俺が三上に夢中になっている間にも、カップルの話はヒートアップしていたようだ。


「なら、遂にあの組織が動き出したというの!?」

「その通りだ……。そのおかげで、俺たち兄妹は記憶と、そして《力》を取り戻したというわけさ」

「だったら納得がいくわ……!」


 どうしよう、一瞬耳を離していただけなのに展開がわからなくなってしまった。

 ドラマ中盤の重要な一話を見逃してしまった時と同じような心持ちだ。

 まぁ、このまま話を聞いていれば理解できるかもしれないし落ち着こう。


「そんなことより俺は今朝、ミチルが一人で泣いているのを見てしまった」

「えっ……」

「次は俺の番だ。その涙の理由を教えてくれないか?」


 新シーズンに突入するのだろう。新展開だ、ありがたい。

 おかげで話に戻ってこれた。ミチルっていうのは多分彼女の名前だな。

 1シーズン分隠された彼女の名前を唐突に明かしてくるなんて、にくいことしてくれるな。

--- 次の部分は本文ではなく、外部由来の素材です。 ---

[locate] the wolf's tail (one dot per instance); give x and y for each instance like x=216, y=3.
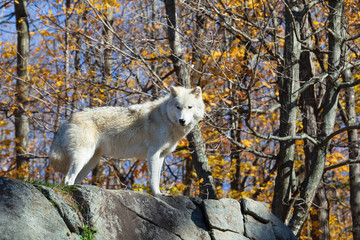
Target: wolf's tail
x=58, y=156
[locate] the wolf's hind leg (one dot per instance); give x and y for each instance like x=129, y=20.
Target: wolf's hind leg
x=155, y=165
x=90, y=165
x=78, y=160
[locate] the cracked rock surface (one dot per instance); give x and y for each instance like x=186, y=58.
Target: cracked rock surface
x=38, y=212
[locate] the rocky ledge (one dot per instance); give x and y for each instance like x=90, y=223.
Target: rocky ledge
x=30, y=211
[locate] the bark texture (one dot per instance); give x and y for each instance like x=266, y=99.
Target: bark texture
x=22, y=88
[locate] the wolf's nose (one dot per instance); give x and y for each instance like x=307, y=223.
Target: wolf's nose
x=182, y=122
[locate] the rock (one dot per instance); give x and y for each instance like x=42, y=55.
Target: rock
x=221, y=235
x=66, y=211
x=29, y=212
x=26, y=214
x=134, y=215
x=259, y=210
x=224, y=214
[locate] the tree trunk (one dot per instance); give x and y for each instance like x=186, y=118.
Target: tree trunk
x=328, y=115
x=22, y=89
x=320, y=215
x=289, y=84
x=354, y=175
x=108, y=36
x=182, y=70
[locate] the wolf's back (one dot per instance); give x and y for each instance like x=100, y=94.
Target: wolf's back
x=58, y=156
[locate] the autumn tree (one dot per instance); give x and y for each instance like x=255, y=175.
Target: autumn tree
x=22, y=128
x=280, y=82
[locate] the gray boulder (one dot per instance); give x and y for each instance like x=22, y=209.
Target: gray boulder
x=37, y=212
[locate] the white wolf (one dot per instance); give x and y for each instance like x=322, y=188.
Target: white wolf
x=150, y=130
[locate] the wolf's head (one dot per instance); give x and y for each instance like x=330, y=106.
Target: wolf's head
x=186, y=106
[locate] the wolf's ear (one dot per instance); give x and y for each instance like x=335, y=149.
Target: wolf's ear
x=197, y=92
x=174, y=91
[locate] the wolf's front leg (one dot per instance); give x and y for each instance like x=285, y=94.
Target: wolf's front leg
x=155, y=163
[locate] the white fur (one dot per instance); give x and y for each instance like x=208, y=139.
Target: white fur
x=150, y=130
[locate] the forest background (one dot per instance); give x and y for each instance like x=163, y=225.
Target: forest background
x=280, y=81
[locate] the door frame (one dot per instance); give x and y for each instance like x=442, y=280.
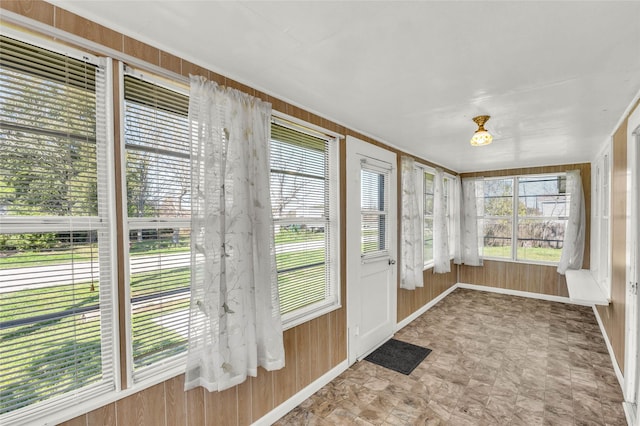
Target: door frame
x=356, y=149
x=632, y=328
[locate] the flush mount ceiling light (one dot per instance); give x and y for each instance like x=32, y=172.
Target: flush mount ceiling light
x=481, y=136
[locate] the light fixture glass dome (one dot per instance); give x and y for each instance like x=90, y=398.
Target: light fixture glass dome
x=481, y=137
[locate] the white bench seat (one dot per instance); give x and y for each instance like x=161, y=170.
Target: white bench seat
x=584, y=289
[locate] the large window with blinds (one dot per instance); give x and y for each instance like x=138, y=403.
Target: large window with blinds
x=523, y=217
x=427, y=210
x=304, y=200
x=158, y=182
x=56, y=315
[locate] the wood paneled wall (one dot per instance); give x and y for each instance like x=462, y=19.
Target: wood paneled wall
x=409, y=301
x=311, y=349
x=613, y=316
x=529, y=277
x=585, y=174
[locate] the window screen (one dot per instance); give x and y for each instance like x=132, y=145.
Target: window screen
x=55, y=281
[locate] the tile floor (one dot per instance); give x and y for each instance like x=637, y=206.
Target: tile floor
x=496, y=360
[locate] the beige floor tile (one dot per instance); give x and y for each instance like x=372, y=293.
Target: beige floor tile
x=496, y=360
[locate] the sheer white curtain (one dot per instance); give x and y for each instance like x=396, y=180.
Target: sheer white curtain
x=234, y=318
x=441, y=257
x=455, y=198
x=573, y=244
x=470, y=251
x=411, y=261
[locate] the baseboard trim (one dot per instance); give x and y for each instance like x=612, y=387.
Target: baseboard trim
x=616, y=368
x=528, y=294
x=425, y=308
x=630, y=413
x=291, y=403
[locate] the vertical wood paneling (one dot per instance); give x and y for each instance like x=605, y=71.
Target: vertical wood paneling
x=104, y=416
x=311, y=349
x=303, y=355
x=261, y=394
x=170, y=62
x=176, y=401
x=74, y=24
x=221, y=408
x=613, y=316
x=285, y=379
x=409, y=301
x=244, y=402
x=76, y=421
x=144, y=408
x=195, y=407
x=141, y=50
x=35, y=9
x=518, y=276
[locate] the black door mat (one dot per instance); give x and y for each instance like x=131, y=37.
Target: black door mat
x=399, y=356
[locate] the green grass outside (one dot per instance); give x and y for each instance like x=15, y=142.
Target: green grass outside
x=536, y=254
x=87, y=252
x=20, y=381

 それどころか、まさか彼女の方にも秘密があったなんて……。

 まずいぞ、本当に面白くなってきてる。


「そ……それは……」


 ミチルは、このことを伝えても良いのだろうか、という風な声色で俯いている。

 瞬きの数が、涙を堪えていると伝えていた。

 演技なのか本気なのかわからないが、演技だとしたら無駄に上手いな。

 そして、不安そうなミチルの様子を察して、タケルは優しく包み込むように声をかける。

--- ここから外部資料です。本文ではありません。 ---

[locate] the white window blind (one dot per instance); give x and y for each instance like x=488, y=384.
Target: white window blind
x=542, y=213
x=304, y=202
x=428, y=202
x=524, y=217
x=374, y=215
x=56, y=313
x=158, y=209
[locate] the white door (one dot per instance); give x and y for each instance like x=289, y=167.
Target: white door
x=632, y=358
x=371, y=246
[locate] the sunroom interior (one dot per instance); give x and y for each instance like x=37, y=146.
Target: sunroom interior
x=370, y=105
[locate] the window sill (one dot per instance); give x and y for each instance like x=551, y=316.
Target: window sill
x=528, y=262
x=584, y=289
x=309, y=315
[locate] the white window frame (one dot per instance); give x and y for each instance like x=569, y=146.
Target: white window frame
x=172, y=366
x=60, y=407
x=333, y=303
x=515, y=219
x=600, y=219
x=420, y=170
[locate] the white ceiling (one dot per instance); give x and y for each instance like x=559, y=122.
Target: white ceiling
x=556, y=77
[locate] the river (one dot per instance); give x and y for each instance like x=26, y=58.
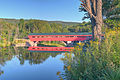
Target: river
x=20, y=64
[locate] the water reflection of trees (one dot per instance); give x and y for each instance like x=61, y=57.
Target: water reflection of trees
x=7, y=53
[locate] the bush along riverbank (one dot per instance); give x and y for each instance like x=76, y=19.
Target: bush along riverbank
x=94, y=61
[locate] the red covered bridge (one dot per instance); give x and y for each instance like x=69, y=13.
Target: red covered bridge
x=59, y=36
x=65, y=37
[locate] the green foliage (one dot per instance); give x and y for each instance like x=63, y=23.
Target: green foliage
x=92, y=61
x=15, y=29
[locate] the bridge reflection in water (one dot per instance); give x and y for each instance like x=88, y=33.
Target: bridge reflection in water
x=50, y=49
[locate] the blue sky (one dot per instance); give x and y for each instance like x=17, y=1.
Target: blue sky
x=51, y=10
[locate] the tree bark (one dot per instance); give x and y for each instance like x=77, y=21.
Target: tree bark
x=99, y=20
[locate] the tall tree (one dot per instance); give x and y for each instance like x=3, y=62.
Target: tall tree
x=111, y=8
x=93, y=9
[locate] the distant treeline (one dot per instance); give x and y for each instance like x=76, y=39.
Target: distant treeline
x=10, y=29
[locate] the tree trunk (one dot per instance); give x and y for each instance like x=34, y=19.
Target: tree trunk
x=99, y=20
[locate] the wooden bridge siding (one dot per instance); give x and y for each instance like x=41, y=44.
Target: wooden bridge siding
x=59, y=37
x=50, y=48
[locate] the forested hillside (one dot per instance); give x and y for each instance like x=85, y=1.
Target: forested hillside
x=11, y=29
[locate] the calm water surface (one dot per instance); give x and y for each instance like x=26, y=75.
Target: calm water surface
x=20, y=64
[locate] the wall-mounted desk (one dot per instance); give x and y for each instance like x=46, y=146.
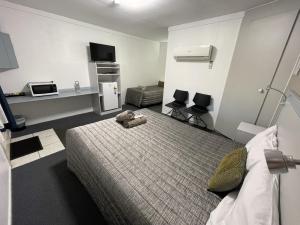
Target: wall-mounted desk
x=46, y=108
x=63, y=93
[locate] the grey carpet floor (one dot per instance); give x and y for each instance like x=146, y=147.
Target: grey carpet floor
x=45, y=192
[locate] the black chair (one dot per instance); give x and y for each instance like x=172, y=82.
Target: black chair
x=179, y=104
x=200, y=108
x=15, y=123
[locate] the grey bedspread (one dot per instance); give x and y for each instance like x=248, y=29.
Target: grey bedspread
x=144, y=96
x=155, y=173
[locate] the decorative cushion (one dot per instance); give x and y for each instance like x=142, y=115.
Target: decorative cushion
x=230, y=172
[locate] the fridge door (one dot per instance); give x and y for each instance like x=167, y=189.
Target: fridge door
x=110, y=95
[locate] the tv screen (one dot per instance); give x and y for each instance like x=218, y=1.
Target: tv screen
x=102, y=52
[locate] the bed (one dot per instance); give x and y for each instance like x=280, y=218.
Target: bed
x=155, y=173
x=144, y=96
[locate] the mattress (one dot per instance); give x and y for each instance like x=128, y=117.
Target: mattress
x=155, y=173
x=144, y=96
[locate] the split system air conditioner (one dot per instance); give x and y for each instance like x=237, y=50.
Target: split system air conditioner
x=194, y=53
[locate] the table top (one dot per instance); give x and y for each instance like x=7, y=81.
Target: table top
x=63, y=93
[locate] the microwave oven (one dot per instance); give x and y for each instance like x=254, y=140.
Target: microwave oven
x=42, y=88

「ミチル、俺たちの間に隠し事はないはずだろ? どんな理由でも、どんな過去でも受け入れるよ」


 妹のことを隠してたくせにどの口が言う。

 でも彼氏のやつ、なかなかいいことを言うじゃないか。

 するとミチルは決心したように前を向き、震える声で話し始めた――。


「私、実はあなたが力を取り戻したこと、知ってたの」

「ま、まさか!」


 衝撃の事実である。

 どんでん返しがこれでもかと言うほど続く。メンコかよ。


「妹さんの事までは知らなかったけどね。私、本当はあなたの事を守るために別の組織から派遣された戦士なの」

「な、なんだって!?」


 な、なんだって!?

 しかし、そうだったのか。

 彼氏が力を取り戻したことが嬉しくて涙したということだろう。

 言わなくてもわかる。俺にはその気持ちが手にとるようにわかるよ。


「あなたが力を取り戻したら、再び組織に狙われてしまう。もしかしたら、命を落とすかも……。そう思ったら、涙を止めることができなかった……」

「ミチル……」


 恥ずかしい。

 考察して当てましたよ、みたいな感じでいたの恥ずかしい。

 これはきっと愛なのだ。俺如きが偉そうに考察する内容ではなかったということである。

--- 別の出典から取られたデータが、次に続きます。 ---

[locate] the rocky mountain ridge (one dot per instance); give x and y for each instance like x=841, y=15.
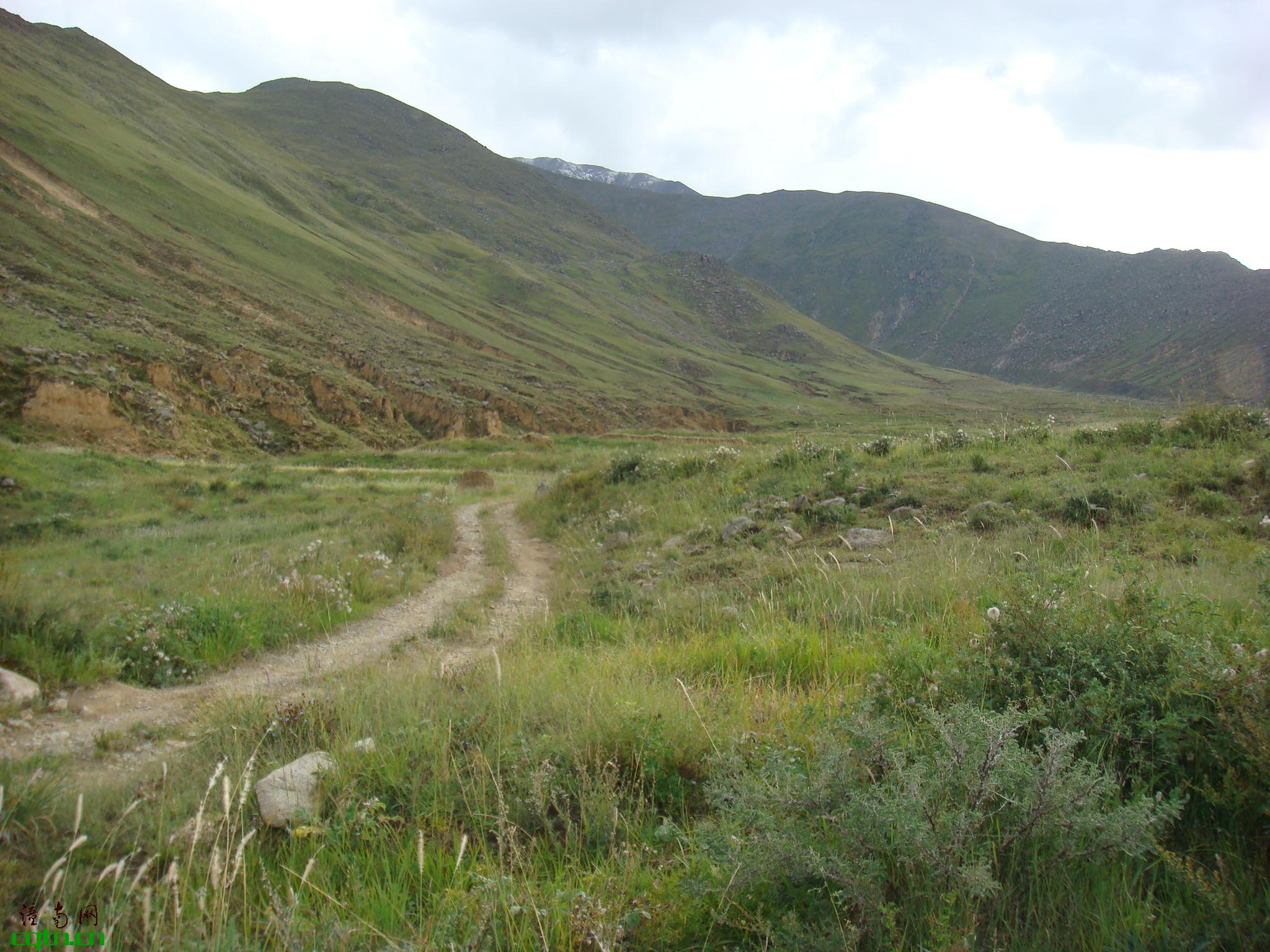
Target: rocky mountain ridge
x=598, y=173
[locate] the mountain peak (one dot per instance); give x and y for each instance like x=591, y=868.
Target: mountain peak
x=598, y=173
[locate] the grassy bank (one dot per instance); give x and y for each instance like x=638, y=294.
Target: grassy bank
x=1034, y=715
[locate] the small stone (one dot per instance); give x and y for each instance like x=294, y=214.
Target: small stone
x=868, y=539
x=616, y=540
x=734, y=527
x=291, y=791
x=17, y=689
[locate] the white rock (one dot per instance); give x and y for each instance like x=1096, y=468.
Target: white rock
x=734, y=527
x=291, y=791
x=868, y=539
x=17, y=689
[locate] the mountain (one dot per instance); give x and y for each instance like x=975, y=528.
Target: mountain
x=936, y=284
x=598, y=173
x=310, y=265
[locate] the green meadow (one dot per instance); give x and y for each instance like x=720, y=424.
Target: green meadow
x=1033, y=715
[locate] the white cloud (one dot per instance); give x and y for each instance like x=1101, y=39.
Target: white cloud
x=1123, y=126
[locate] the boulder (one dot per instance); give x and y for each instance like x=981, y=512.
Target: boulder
x=616, y=540
x=988, y=508
x=868, y=539
x=475, y=479
x=17, y=689
x=291, y=791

 いかん。このままだと恥ずかしさのあまり、あの席に突撃しそうだ。

 無になって二人の話に集中しよう。もう考察なんてしないぞ……。


「それにしても、なんで組織から……?

「それは……」

「……まさか、俺の力を手に入れるために?」

「最初はそうだったわ。あなたの力は強大だもの。……でも、一緒にいるうちに……あなたを心から愛していた」

「ミチル……」


 そうか、いつしか本当の愛が芽生えていたのか……。

 なんて美しい話だろう。最初の疑いが嘘のようだ。


「大丈夫だよミチル。俺とお前なら、どんな困難にだって立ち向かっていける」


 そしてタケル!よく言った!

 それでこそ男だ!そのまま突き進め!


「タケルくん……」

「だから安心してくれ。俺たちで、腐った組織を潰してやろう!」

「わかったわ! 私、頑張る!」

「よし。そうと決まれば、早速組織にカチコミだ! いくぞ!」


 そうして、昭和のヤンキーみたいな台詞を言いながらタケルは凄まじい早さで会計を済ませ、ミチルと共に出て行ってしまった。

 ラストの展開は凄い速さだったな。

 特に退店なんて目にも止まらぬ早さだったし、会計がめちゃくちゃ早くなる能力とかなのだろうか。

 いや、そんなことはどうでもいい。

 俺も最初は疑っていたのに、いつしかあの二人を応援していた。

 そして今は、何故か感動している……。


 三上を見ると、彼女の表情も少し柔らかいものになっていた。

 きっと、俺と同じように二人を応援しているんだな。

 そう思うと、自然と胸が温かくなる。

 同じ気持ちを共有することができた喜び、というやつだろう。


「分かってるぞ。最初は偽物でも、時間と共に本物になることはあるんだな」

「……? 何がですか?」

「……それもまた、愛の形だな」

「…………?」


 おそらく、俺に結論を言わせてくれたのだろう。

 こんな時でも気遣いのできる彼女に感心する。

 そうだ、それと三上に聞こうとしていたことがあるんだ。


「そういえば、時々メモに書き込んでたよな。なんて書いたんだ?」

「えっと、今日はですね……」


 なんだろう。

 第3シーズンが楽しみとかかな。


「ミチルさんの会社の人と、タケルさん兄妹の行動範囲は被っている。です」

「そこ!?」


 確かに、そういうことになるな……。